- 
                Notifications
    You must be signed in to change notification settings 
- Fork 2.9k
Description
Apache Iceberg version
1.10.0 (latest release)
Query engine
None
Please describe the bug 🐞
Starting in Iceberg 1.10.0, checksum validation began to be enforced for S3 PutObject operations. This happens even when the Iceberg config s3.checksum-enabled is set to its default of false.
At first glance this looks like an Iceberg bug, but it actually stems from an AWS SDK policy change: the AWS client’s AWS_REQUEST_CHECKSUM_CALCULATION default was changed to WHEN_SUPPORTED. With that default, the client automatically performs checksum calculation whenever the service supports it, even if the caller didn’t explicitly enable checksums.
(https://docs.aws.amazon.com/sdkref/latest/guide/feature-dataintegrity.html)
Proposal:
When initializing the S3 client in Iceberg, set AWS_REQUEST_CHECKSUM_CALCULATION to WHEN_REQUIRED so that checksums are only calculated when strictly required. Then allow users to control checksum usage via Iceberg’s s3.checksum-enabled setting.
This way:
- Users who want checksums can enable them explicitly via s3.checksum-enabled.

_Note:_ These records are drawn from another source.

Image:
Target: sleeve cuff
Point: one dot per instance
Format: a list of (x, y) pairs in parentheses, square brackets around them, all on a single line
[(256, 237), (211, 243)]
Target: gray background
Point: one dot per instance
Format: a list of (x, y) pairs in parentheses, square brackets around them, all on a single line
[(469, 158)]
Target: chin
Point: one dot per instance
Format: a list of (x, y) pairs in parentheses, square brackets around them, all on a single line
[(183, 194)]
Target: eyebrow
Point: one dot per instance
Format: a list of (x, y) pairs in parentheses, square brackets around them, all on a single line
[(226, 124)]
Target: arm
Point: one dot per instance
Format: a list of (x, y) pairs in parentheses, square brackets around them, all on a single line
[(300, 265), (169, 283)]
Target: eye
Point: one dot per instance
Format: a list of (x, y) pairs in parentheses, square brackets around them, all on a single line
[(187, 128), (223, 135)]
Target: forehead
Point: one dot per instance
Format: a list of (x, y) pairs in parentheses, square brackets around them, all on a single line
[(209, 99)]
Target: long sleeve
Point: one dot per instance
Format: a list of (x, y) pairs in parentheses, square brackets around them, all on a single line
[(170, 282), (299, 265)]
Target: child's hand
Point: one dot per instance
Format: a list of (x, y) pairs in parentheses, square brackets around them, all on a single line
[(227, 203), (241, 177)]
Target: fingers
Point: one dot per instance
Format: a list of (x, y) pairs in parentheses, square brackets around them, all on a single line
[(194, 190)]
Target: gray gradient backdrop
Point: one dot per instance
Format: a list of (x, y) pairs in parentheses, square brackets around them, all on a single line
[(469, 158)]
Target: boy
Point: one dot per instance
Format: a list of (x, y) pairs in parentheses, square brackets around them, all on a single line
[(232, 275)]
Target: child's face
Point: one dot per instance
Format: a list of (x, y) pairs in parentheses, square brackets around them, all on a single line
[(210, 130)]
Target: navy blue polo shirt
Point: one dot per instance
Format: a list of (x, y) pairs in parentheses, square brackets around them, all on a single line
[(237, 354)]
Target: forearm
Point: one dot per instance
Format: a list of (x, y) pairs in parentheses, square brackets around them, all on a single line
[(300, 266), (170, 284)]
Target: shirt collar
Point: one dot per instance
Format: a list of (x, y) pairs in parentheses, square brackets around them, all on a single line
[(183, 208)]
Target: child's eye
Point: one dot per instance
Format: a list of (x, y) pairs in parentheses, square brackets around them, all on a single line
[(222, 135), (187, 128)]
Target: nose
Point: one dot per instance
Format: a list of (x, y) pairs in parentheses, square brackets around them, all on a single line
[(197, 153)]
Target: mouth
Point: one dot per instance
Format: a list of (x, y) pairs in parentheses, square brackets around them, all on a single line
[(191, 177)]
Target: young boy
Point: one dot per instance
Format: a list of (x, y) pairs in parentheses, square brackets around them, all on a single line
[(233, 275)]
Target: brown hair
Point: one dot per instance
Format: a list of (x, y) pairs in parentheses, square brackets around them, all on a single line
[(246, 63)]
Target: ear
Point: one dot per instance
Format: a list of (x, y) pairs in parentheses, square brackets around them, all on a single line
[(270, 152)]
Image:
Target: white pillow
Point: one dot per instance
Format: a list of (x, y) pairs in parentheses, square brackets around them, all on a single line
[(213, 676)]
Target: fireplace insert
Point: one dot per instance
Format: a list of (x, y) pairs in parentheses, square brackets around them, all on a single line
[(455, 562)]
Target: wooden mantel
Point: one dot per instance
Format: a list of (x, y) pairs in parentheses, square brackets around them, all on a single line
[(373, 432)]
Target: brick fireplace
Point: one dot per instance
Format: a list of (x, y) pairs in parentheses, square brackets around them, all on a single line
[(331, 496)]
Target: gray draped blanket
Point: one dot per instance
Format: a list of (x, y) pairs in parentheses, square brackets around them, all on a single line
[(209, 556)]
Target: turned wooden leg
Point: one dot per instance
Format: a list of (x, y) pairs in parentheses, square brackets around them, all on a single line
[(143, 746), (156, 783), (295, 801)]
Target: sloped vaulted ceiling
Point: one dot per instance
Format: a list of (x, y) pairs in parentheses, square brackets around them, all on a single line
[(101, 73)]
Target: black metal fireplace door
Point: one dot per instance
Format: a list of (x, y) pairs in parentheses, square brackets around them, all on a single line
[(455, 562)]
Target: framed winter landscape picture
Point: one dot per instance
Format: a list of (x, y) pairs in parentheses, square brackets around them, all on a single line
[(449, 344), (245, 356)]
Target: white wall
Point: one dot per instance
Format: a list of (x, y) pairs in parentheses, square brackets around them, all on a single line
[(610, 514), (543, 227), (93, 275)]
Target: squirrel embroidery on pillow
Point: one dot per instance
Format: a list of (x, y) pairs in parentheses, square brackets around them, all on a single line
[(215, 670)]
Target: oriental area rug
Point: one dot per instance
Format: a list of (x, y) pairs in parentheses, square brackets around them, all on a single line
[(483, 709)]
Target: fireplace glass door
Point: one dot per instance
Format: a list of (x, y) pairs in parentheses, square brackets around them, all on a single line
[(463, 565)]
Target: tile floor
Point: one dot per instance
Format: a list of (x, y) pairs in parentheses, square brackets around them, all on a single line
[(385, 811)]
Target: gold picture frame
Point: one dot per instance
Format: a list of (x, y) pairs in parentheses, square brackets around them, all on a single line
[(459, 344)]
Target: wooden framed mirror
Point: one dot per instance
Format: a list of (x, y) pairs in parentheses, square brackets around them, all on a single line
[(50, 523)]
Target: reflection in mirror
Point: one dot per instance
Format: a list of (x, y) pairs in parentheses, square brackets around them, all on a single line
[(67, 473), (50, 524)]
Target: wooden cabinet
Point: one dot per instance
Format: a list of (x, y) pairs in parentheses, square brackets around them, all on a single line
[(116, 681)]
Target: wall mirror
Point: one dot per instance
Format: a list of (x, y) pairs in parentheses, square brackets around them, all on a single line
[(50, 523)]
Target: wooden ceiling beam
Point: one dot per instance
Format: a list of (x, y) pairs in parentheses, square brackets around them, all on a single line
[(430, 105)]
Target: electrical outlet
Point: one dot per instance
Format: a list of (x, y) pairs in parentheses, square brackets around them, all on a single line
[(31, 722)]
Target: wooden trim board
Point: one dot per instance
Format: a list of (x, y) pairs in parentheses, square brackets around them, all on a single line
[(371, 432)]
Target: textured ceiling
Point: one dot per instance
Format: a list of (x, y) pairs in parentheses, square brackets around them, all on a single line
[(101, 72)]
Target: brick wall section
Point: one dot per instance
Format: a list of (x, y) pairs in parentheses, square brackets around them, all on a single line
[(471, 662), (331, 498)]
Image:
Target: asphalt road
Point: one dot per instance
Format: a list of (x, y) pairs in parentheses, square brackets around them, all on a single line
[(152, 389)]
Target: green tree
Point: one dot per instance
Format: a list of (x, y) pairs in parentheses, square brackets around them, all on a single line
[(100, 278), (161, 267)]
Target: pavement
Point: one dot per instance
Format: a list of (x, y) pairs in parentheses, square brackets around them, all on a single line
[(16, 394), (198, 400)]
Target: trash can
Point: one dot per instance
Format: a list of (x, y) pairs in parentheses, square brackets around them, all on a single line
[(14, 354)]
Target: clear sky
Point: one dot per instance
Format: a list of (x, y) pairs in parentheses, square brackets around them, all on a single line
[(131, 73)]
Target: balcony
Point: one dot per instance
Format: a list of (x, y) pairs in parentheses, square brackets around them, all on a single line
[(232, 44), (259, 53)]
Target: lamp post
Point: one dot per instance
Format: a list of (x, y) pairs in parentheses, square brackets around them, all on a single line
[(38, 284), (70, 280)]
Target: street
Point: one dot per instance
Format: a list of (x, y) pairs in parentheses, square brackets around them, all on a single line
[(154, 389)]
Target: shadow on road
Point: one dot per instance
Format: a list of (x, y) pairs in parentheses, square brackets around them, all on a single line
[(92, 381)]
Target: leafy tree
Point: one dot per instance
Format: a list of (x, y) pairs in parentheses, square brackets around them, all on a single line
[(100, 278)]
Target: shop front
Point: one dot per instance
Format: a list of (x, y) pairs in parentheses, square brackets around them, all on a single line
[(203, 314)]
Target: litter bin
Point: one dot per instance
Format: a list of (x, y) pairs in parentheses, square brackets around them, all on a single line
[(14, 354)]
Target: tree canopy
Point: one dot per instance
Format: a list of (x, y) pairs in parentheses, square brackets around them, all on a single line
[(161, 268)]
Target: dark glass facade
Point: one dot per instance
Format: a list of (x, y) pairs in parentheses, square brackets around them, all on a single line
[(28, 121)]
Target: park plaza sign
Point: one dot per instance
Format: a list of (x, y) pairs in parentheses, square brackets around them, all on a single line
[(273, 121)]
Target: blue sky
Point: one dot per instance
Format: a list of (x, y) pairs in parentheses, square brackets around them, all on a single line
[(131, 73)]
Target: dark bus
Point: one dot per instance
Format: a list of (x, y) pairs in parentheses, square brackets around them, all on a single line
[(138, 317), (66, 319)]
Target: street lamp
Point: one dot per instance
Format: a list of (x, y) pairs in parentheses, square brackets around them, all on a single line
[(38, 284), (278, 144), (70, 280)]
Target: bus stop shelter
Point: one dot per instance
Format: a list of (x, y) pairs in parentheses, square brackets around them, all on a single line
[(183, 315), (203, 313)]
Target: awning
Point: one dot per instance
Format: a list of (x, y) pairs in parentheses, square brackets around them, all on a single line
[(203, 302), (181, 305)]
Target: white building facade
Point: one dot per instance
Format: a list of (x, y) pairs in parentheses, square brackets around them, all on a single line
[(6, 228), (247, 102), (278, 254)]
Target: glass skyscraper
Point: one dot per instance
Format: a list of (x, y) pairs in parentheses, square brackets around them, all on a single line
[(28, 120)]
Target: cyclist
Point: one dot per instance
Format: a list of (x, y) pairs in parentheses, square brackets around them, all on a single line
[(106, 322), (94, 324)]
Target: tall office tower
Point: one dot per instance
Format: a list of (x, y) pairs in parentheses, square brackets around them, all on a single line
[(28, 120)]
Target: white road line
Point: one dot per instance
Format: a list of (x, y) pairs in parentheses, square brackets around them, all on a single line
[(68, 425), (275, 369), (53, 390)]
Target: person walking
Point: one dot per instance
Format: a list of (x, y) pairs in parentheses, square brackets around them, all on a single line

- Users who keep the default (false) won’t incur checksum calculation/validation unexpectedly after upgrading to 1.10.0.
What do you think about this approach?
Willingness to contribute
- I can contribute a fix for this bug independently
- I would be willing to contribute a fix for this bug with guidance from the Iceberg community
- I cannot contribute a fix for this bug at this time